Complex solutions of $\sin z = i \alpha \cos z$ I'm trying to solve the following question:
Let $\alpha$ $\in [-1, 1]$ be a real number. Find all complex numbers $z$ that satisfy the equation: 
$\sin z = i \alpha \cos z$

This is what I've done so far:
I let $z = x + iy$ which makes the the equation equal:
$$\sin (x+iy) = i \alpha \cos(x+iy)$$
I simplified it to:
$$\sin x + i\sin y = a(i\cos x-\cos y)$$
I don't know what to next because I have never encountered anything like this before.
I would appreciate your help!
 A: I'll try to give some insight ...
We know that $\frac {\sin z}{\cos z} = \tan z$. So our equation becomes..
$$\tan z = i\alpha$$
Now use the exponential form of $\sin$ and $\cos$ to find the exponential form of $\tan z$. And what is the exponential form of $i$? Now we can solve the question.

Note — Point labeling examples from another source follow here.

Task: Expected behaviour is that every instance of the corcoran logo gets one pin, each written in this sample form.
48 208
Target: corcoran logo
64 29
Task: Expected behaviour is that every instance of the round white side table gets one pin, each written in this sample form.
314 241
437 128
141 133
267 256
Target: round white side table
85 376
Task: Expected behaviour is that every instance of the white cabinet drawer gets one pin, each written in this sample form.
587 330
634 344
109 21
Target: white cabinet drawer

For much general result, you can see next (though I'll strongly recommend doing this yourself)
want solution for $\tan z = z_0 \ \ ;z_0,z \in \mathbb{C}$
Solution:
$$\tan(z) = \frac{e^{iz} - e^{-iz}}{i(e^{iz} + e^{-iz})} = z_0$$
Putting $p= e^{iz} ;\frac 1p = e^{-iz}$ our equation becomes,
$$\frac{p - 1/p}{i(p + 1/p)} = z_0$$
  $$\frac{p^2 - 1}{p^2 + 1} = iz_0$$
  $$p^2 - 1 = iz_0(p^2 + 1)$$
  $$(1 - iz_0)p^2 = 1 + iz_0$$
  $$p^2 = \frac{1 + iz_0}{1 - iz_0}$$
Now plugging in original value, we get,
$$e^{2iz} = \frac{1 + iz_0}{1 - iz_0}$$
Giving the solution to be,
$$z = \frac 1{2i} \ln \frac{1 + iz_0}{1 - iz_0}$$
Disclaimer: Just typed quickly, might be errors in it but method will be same.
EDIT:
As asked in comment by the poster. Put $z_0=i\alpha$ in the solution.

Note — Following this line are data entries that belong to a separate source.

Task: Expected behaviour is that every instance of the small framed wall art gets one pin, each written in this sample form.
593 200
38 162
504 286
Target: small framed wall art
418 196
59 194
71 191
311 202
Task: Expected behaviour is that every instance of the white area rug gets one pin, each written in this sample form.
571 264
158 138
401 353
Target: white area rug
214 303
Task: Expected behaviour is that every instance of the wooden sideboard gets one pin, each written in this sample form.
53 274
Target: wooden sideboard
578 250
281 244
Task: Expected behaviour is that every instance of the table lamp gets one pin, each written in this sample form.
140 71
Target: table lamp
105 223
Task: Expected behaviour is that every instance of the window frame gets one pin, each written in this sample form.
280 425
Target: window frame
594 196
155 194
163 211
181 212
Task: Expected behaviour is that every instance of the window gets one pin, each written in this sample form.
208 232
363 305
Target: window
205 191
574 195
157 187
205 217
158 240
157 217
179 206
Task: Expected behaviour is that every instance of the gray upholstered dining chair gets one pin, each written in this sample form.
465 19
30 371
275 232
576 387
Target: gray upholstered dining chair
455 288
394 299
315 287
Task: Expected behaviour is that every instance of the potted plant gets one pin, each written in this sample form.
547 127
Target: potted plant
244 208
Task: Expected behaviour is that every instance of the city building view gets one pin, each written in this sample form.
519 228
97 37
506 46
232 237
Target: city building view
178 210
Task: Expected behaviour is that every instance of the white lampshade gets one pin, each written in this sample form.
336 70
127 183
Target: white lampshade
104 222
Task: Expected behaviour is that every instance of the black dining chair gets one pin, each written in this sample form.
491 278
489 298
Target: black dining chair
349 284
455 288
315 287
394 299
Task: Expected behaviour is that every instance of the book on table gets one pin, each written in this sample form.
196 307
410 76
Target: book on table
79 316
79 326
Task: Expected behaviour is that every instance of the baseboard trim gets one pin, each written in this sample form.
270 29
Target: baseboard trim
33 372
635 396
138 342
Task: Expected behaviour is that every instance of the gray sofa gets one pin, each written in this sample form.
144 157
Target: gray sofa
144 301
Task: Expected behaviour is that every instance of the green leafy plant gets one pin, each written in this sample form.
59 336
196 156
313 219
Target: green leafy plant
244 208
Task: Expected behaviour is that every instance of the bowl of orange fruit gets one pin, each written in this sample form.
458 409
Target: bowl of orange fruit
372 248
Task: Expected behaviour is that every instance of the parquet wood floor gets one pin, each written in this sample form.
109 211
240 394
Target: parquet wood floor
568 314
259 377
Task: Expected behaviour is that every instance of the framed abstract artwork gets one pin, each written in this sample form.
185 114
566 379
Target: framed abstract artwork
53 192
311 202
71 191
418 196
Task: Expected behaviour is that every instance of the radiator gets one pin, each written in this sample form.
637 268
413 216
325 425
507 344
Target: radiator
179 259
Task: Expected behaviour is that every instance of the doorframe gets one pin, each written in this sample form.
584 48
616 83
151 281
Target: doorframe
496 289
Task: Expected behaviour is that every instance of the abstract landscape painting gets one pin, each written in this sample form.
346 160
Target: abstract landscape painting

Then we get, $$z=\frac 1{2i} \ln \frac{1 + i \cdot i \alpha}{1 - i \cdot i \alpha}=\frac 1{2i} \ln \frac{1 + i^2 \alpha}{1 - i^2 \alpha}=\frac 1{2i} \ln \frac{1 - \alpha}{1 +  \alpha}$$.
I suppose it is clear now
If not, please reply..
A: Your equation is equivalent to $\tan(z)=i\alpha$. Even for complex $a$ and $b$,
$$\tan(a+b)=\frac{\tan(a)+\tan(b)}{1-\tan(a)\tan(b)}$$
So let $z=a+b\,i$, with $a,b$ real, and $$\begin{align}\tan(a+bi)&=\frac{\tan(a)+\tan(bi)}{1-\tan(a)\tan(bi)}\\
&=\frac{\tan(a)+i\tanh(b)}{1-i\tan(a)\tanh(b)}\\
&=\frac{(\tan(a)+i\tanh(b))(1+i\tan(a)\tanh(b))}{1+\tan^2(a)\tanh^2(b)}
\end{align}$$
Here we have used that $\tan(ix)=i\tanh(x)$.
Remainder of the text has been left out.